For long-only investors, it is better to stay away from the company currently especially if they have made that 6% over a month. 

For long-short investors, this is the time to start shorting the company again due to potentially longer than expected social unrest that either deters people from dining out or causes the home delivery to be less smooth as the drivers need to avoid certain area packed with protests. 

5. BGRIM: Positive 2Q20 Earnings Outlook from Intact SPP Operations


Yesterday analyst meeting came out in a positive tone. Expect 2Q20E earnings to remain healthy backed by intact SPP operations and profit recognition from 633MWe project added in 2019.

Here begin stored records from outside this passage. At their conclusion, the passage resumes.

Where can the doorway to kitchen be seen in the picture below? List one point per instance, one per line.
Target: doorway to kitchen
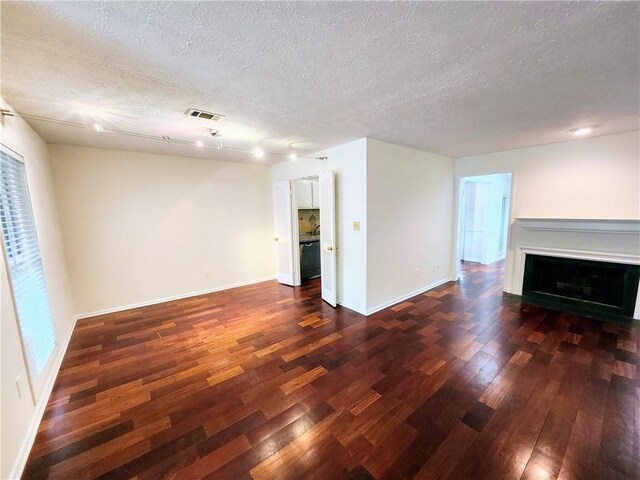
(483, 219)
(305, 213)
(307, 200)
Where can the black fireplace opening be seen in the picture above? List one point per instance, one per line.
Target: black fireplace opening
(599, 289)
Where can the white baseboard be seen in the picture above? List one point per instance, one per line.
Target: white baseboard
(30, 437)
(408, 295)
(171, 298)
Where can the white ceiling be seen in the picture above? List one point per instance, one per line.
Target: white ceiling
(452, 78)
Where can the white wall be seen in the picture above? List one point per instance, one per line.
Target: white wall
(21, 416)
(349, 161)
(596, 177)
(590, 178)
(141, 228)
(409, 218)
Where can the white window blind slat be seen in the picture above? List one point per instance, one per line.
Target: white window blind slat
(25, 265)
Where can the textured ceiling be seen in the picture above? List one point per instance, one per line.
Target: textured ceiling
(452, 78)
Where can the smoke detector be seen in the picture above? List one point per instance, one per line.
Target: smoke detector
(214, 117)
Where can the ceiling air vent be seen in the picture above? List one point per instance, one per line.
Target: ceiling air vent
(214, 117)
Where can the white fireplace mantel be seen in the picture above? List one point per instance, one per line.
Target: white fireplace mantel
(605, 240)
(586, 225)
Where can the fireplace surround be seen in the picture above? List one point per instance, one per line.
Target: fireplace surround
(594, 288)
(600, 246)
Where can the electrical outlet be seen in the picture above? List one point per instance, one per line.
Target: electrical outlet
(18, 387)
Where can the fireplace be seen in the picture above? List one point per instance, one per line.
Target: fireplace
(595, 288)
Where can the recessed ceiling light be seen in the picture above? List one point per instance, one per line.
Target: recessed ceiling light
(582, 131)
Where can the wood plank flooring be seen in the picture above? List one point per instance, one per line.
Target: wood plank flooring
(267, 381)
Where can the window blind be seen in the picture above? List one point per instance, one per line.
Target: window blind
(24, 264)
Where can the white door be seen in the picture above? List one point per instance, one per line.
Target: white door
(283, 234)
(476, 196)
(328, 237)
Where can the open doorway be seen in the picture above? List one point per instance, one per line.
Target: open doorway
(483, 218)
(305, 217)
(307, 208)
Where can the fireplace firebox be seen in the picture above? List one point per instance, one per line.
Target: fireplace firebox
(598, 289)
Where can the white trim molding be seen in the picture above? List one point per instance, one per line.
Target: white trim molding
(522, 251)
(402, 298)
(595, 225)
(171, 298)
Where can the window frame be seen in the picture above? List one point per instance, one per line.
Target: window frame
(36, 382)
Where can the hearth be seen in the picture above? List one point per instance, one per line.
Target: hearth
(594, 288)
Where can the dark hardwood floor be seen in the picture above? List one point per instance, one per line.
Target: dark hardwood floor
(268, 381)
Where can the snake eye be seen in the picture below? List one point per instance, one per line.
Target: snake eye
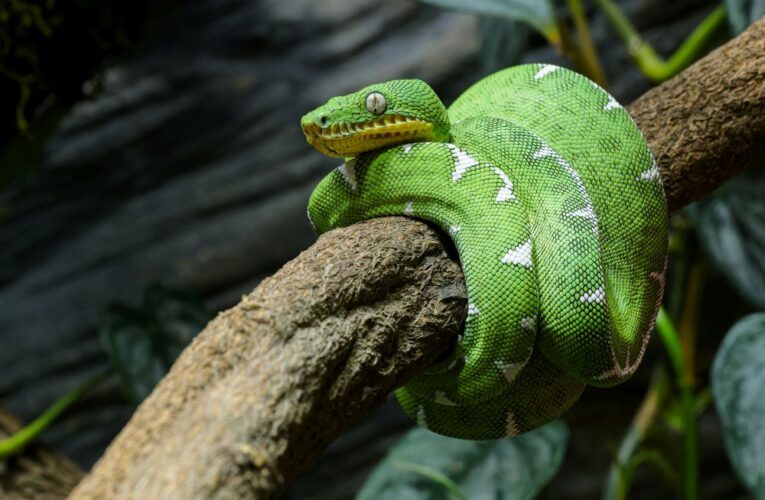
(376, 103)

  • Solid 2Q20 earnings outlook as higher SPP electricity volume sales to EGAT is expected to compensate the drop in IU sales.
  • Potential upside of 6% to our 2020E earnings forecast from lower gas price(-3% QoQ). we will factor it into our model after reviewing the possible FT adjustment next quarter
  • We maintain the neutral view on stock performance as BGRIM is trading at a 69x trailing PE. We believe the positive outlook of 2020-22E earnings growth from 633 MW projects COD in 2019 and 550 MWe in pipeline has already priced in.
  • Upside risk is expected from 1) Lower gas price extending till 2H20 without FT adjustment and 2) New project acquisitions.

We maintain the HOLD rating based on a target price of Bt47 derived using DCF valuation (6.9% WACC and 1% TG), implying 54x PE’20.